Red Bull does not give you wings!

'So we will steer clear from radiotherapy and chemo for the time being'* 'PARDON' (says the voice inside my head). 'The scans show no change so that's great but will we be monitoring you continually.'

So as you may have gathered from that introduction I saw my neurosurgeon on Tuesday. As usual when I got to the clinic it was jam packed, but only in the section next to the desk, but down the corridor all of the seats were empty and the TV was off. So I wandered down to the end of the corridor, switched on the TV, chose the channel I wanted to watch and turned up the volume so it was audible. As a regular visitor I thought I may as well use the most of what was on offer. Anyway after another 2 hours of waiting to see my amazing Dr. I was finally called into his office. On the MRI report notes he had V.Good written, that was so beautiful to read! The fact that he mentioned radio and chemo therapy again startled me a bit. He had told me last time that it was off the radar but on reflection he didn't say I would never have to have either or both of these treatments. Next MRI is scheduled in 9 months. How on earth are you meant to choose a date that is suitable nine months in advance when you don't even know what you're doing in the coming week?
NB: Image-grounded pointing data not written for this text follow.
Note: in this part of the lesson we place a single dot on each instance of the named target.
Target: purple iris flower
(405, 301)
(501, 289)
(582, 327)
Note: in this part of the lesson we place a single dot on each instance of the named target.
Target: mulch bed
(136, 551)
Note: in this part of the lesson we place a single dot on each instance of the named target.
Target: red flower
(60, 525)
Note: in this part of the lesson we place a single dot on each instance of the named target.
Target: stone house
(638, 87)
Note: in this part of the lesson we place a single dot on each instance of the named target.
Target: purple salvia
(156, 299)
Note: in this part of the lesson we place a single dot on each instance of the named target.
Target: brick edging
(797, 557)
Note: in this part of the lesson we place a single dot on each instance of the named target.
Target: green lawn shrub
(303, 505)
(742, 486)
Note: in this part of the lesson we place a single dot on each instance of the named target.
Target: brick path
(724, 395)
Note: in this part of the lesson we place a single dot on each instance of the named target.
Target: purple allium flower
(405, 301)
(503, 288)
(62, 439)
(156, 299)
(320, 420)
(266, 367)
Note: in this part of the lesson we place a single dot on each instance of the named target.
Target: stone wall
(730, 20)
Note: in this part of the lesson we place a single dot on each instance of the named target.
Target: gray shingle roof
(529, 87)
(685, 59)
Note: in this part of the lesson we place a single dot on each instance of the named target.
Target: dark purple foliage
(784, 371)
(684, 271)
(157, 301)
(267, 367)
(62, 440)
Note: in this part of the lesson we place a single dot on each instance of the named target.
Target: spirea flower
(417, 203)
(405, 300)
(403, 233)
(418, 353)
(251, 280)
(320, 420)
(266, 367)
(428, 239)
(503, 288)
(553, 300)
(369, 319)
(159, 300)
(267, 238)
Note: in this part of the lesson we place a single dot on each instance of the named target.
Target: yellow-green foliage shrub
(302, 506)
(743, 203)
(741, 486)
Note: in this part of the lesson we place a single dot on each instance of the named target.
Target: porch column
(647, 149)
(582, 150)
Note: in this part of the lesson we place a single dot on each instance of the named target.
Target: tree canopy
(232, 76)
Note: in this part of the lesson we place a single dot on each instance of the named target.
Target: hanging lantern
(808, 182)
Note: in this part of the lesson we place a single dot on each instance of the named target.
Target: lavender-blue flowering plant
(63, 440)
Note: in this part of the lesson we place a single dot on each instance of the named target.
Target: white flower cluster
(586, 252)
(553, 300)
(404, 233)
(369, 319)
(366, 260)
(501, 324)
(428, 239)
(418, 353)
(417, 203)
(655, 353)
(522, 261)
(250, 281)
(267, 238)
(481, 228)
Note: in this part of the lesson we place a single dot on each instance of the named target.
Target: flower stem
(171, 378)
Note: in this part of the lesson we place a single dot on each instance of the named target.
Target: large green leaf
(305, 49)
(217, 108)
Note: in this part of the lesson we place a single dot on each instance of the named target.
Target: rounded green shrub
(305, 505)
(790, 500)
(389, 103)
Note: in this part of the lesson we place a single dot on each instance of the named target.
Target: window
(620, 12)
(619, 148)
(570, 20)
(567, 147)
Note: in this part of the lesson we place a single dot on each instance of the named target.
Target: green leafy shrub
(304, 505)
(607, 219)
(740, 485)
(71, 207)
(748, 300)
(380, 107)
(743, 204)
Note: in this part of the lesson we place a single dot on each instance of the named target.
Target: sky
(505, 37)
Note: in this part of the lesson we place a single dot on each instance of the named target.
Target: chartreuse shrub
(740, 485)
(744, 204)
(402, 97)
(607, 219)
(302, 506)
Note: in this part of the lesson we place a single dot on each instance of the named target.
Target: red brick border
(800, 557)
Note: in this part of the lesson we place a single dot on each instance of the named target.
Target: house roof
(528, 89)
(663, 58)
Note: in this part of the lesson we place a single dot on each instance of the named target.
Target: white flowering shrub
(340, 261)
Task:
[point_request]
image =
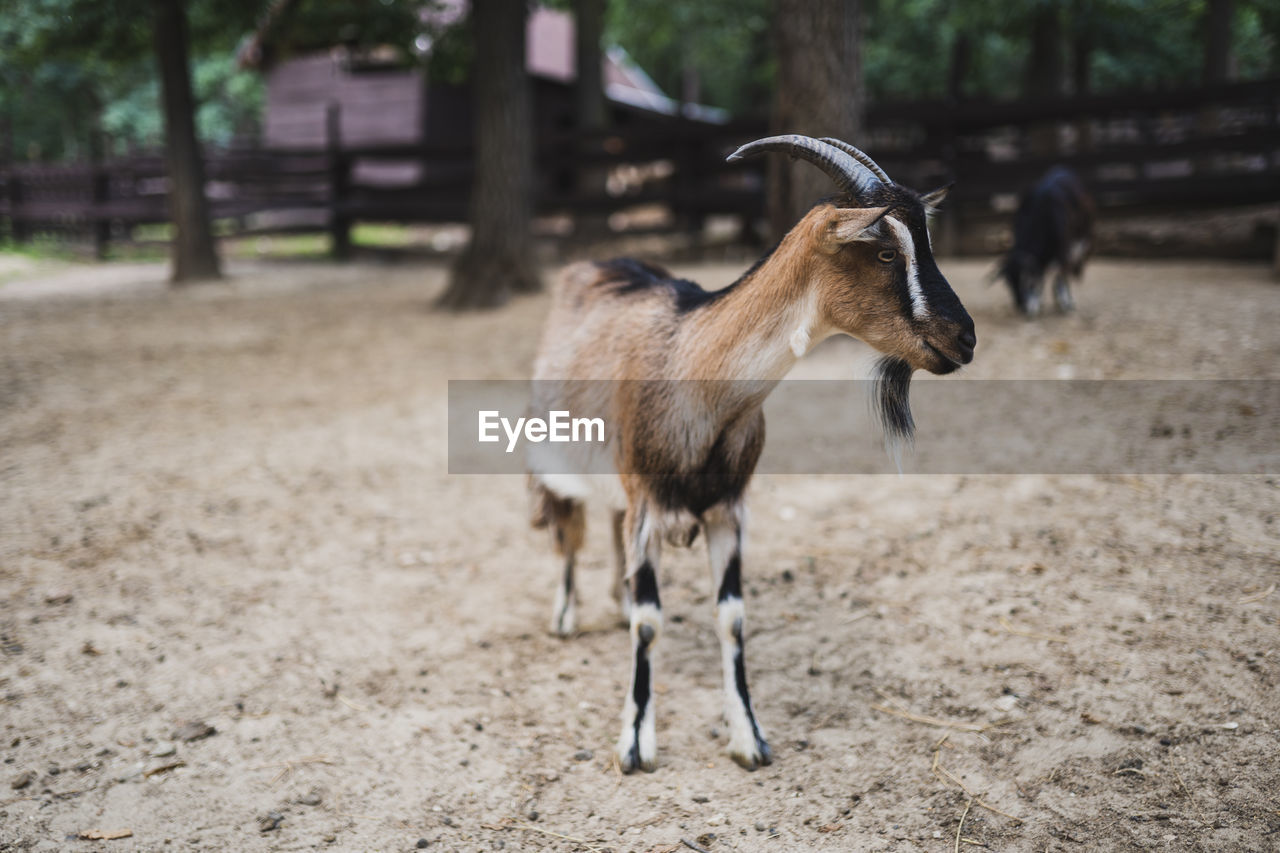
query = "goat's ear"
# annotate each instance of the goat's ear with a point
(933, 200)
(848, 226)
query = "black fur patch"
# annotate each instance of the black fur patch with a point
(629, 276)
(891, 397)
(720, 479)
(645, 589)
(731, 587)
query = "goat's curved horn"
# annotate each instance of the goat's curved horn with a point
(858, 155)
(849, 174)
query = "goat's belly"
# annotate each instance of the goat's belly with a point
(579, 473)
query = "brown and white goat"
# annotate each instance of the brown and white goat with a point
(685, 373)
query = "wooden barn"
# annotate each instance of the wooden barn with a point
(379, 103)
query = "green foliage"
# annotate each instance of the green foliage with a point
(723, 44)
(71, 65)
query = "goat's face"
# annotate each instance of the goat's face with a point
(878, 282)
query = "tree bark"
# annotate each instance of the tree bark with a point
(592, 114)
(819, 92)
(958, 71)
(1045, 74)
(499, 259)
(1217, 41)
(1045, 63)
(195, 256)
(589, 89)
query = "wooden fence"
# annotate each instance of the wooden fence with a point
(1165, 151)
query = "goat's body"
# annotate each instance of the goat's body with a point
(1052, 232)
(625, 351)
(680, 375)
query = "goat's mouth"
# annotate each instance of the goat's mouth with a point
(944, 363)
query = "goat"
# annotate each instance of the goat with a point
(688, 372)
(1054, 228)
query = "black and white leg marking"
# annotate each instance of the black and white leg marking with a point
(621, 588)
(746, 743)
(568, 524)
(565, 612)
(1063, 293)
(638, 744)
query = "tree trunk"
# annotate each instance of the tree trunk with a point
(961, 59)
(195, 256)
(499, 259)
(1045, 63)
(589, 31)
(1045, 74)
(592, 114)
(1217, 41)
(819, 92)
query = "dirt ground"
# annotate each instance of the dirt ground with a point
(229, 505)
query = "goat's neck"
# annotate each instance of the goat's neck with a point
(759, 328)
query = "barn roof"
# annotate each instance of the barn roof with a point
(549, 53)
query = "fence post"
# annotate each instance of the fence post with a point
(17, 224)
(100, 188)
(339, 218)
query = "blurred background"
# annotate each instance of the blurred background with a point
(506, 135)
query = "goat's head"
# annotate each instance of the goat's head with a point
(872, 265)
(872, 261)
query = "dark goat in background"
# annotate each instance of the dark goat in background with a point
(1054, 228)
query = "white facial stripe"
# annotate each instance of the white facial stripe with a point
(919, 308)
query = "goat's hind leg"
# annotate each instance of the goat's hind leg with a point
(746, 743)
(621, 589)
(567, 521)
(638, 743)
(1063, 297)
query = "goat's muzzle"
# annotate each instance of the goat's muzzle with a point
(949, 349)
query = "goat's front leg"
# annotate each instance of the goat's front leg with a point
(746, 743)
(621, 589)
(568, 524)
(638, 744)
(1063, 292)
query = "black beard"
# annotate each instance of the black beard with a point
(891, 398)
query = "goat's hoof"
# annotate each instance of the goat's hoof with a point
(565, 623)
(752, 757)
(630, 758)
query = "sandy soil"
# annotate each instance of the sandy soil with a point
(229, 505)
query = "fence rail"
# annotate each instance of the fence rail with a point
(1138, 153)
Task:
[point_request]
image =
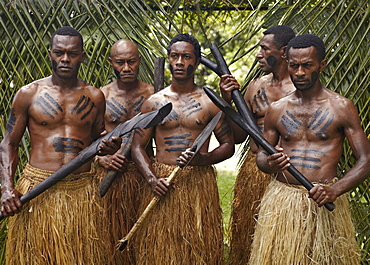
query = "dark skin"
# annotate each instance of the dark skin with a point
(192, 110)
(264, 90)
(311, 125)
(124, 96)
(63, 115)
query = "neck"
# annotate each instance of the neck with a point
(281, 73)
(64, 83)
(311, 94)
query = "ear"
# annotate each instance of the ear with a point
(323, 65)
(197, 63)
(283, 52)
(83, 56)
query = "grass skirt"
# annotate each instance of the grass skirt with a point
(249, 188)
(60, 226)
(121, 205)
(292, 229)
(185, 227)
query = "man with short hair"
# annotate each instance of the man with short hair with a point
(63, 114)
(309, 126)
(187, 224)
(251, 183)
(124, 98)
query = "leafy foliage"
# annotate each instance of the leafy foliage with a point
(26, 27)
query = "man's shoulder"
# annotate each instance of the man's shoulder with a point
(34, 86)
(337, 100)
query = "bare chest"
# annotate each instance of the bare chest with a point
(120, 109)
(54, 110)
(319, 124)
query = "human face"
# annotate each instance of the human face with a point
(182, 60)
(125, 61)
(268, 55)
(66, 56)
(304, 67)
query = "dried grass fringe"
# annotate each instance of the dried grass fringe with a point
(186, 225)
(249, 188)
(121, 204)
(292, 229)
(60, 226)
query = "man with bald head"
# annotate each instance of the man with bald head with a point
(124, 98)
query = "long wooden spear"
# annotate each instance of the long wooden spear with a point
(126, 150)
(197, 144)
(257, 137)
(141, 120)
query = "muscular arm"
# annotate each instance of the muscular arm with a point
(361, 149)
(139, 155)
(16, 126)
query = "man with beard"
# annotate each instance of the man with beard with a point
(63, 114)
(309, 126)
(187, 224)
(124, 98)
(251, 183)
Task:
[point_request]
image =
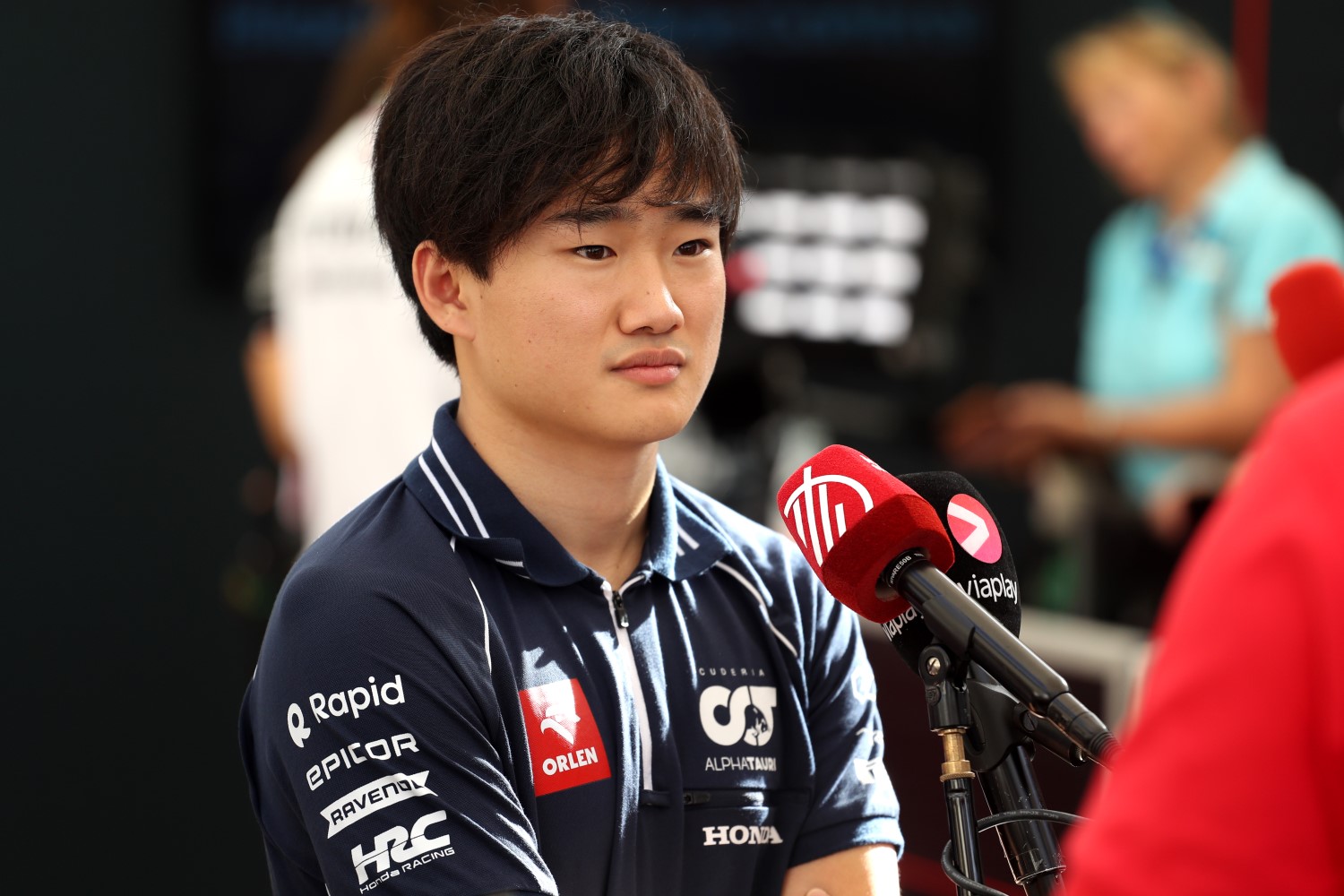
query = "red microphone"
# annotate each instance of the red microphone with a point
(1308, 306)
(851, 517)
(870, 538)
Oh the joys!

Just as I was about to leave I asked whether or not I could go skydiving and bungee jumping. His facial expression showed concern yet, and I will make this well known to my mother that his answer was not a 'no'. He told me he wouldn't recommend it due to those bloody things called seizures, even though I haven't had one in over 4 years but really in the end it's my decision. So what do I do? Take a risk? Live a little? Or do I sit back and watch life go by? We also talked about reducing my medication but that means giving up driving for 3 months and if I have a seizure in those 3 months then we go back to square one. Sometimes it feels like a never ending cycle of down-heartening rules that I need to live by. He then went on to say 'I know we've got you wrapped up in cotton wool but...' In a way I was relieved to hear my surgeon say this because it kind of gave me a bit of justification for those moments when I actually feel trapped by so many things that my condition (terrible word) does to me. No this, no that, minimise this, maximise that. Oh well I'm still here!

I did have a migraine that day, it's the anxiety, the tension the uncertainty of what you will hear when you walk through that door and sit on that uncomfortable chair.

So in summary, even though I had a great night last night sitting on the banks of the river Torrens with some friends listening to The Rolling Stones playing at the Adelaide Oval I'm a bit flat today and you know what, that's OK, because as it is well known by many unless you have these crappy days you don't cherish the good ones.

In other news I currently have clinomania!